Мастеровой посмотрел на него с уважением.

– Доброе дело делал.

– Делал, да что толку. Столько людей погибло…

Они сидели друг против друга, охваченные оба мыслями о минувшем и настоящем.

Андрей поднялся со скамьи.

– Прощай, в Билимбай отчаливаю.

Пахом тоже встал и сказал проникновенно:

– Не уходи в Билимбай: большое дело на череду.

– Какое?

– Покуда не скажу. Видишь, вон вода в котле закипает, так и у нас. Оставайся. Не от себя прошу, от всех мастеровых.

В избе Ивана Никешева шел большой разговор. Начался он с пустого.

– Что ты левой рукой за все берешься? Левша, что ли? – спросил Никифор.

Иван ответил.

– Барин тростью благословил.

– За что?

– За погляд.

– Что ж, на него и взглянуть нельзя?

– То-то и есть, что на нашего барина никак не уноровишь: не глядишь – бьет и глядишь – бьет. Такого зверя еще на свет не родилось.

– Ты бы, Иван, попридержал язык, – вмешалась мать.

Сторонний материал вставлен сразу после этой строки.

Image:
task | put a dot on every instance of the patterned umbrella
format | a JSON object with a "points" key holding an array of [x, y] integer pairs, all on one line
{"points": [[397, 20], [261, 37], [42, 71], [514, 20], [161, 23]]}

– Ничего, бабушка, мы такие же, как вы: тоже из крепостных, – успокоил Андрей и стал расспрашивать дальше.

– Я не первый раз в Шайтанке и слышал о ваших порядках много худого.

– Господин Ширяев такие порядки завел, что, знать-то, по всей Сибири не видано. У нас, как приходит пора свадьбы играть, так девки и парни прячутся кто где, лишь бы барин не прознал. Разве можно это терпеть? Поневоле будешь глядеть на него волком.

– Так вы и терпите, стало быть?

– Куда денешься? Кабы наша воля, давно бы его в пруд спихнули да еще бы гирю к ногам привязали, чтобы не всплыл.

– Не пытались жаловаться на злодея?

– Как не пытались? Писали жалобы. Ванюшку Протопопова, хотя он в этом деле и неповинен был, плетьми стегали до полусмерти. Всех заводских грамотеев исхлестали по подозрению, а толку от жалоб никакого не добились… Такую гадюку надо своеручно удавить…

Иван поглядел на свои могучие кулаки, нахмурился и замолчал.

Вечером пришли соседи: надзиратель Нарбутовских, мастер Чеканов, Василий Карпов, подошло еще несколько человек.

– Позавчера сестру мою господин Ширяев едва не погубил, – сказал Нарбутовских.

– Кто привел ее к барину? Наверно, Алешка?

– Кто больше. Три верных пса у барина: Кублинский, Шагин да Мишка Харлов… Теперь самого-то нет. В Екатеринбург угнал кутить.

– Вот вам бы и согласиться меж собой, пока барина нет, – посоветовал Андрей. – Поодиночке он с любым из вас сладит, а как все заодно будете, это уж сила.

– Кабы нашелся добрый человек, избавил бы нас от этого лютого зверя, весь народ бы ему в ножки поклонился.

Андрей почувствовал, что разговор подходит к роковой грани.

– Все в нашем заводе от мала до велика ненавидят хозяина. Мы слыхали, что по Чусовой назад тому года два гулял атаман Золотой, барки наших заводчиков топил, а бурлаков отпускал на все четыре стороны. Сговаривались мы тогда просить его побывать у нас в Шайтанке и казнить нашего злодея да опоздали: слух дошел, будто воинская команда побила атамана и его людей, будто никого из них и в живых не осталось.

Пожилой мастеровой с выжженным глазом резко ответил:

– Не таковский Золотой, чтобы воинской команде поддаться. Он заговорен и от стрел и от пуль.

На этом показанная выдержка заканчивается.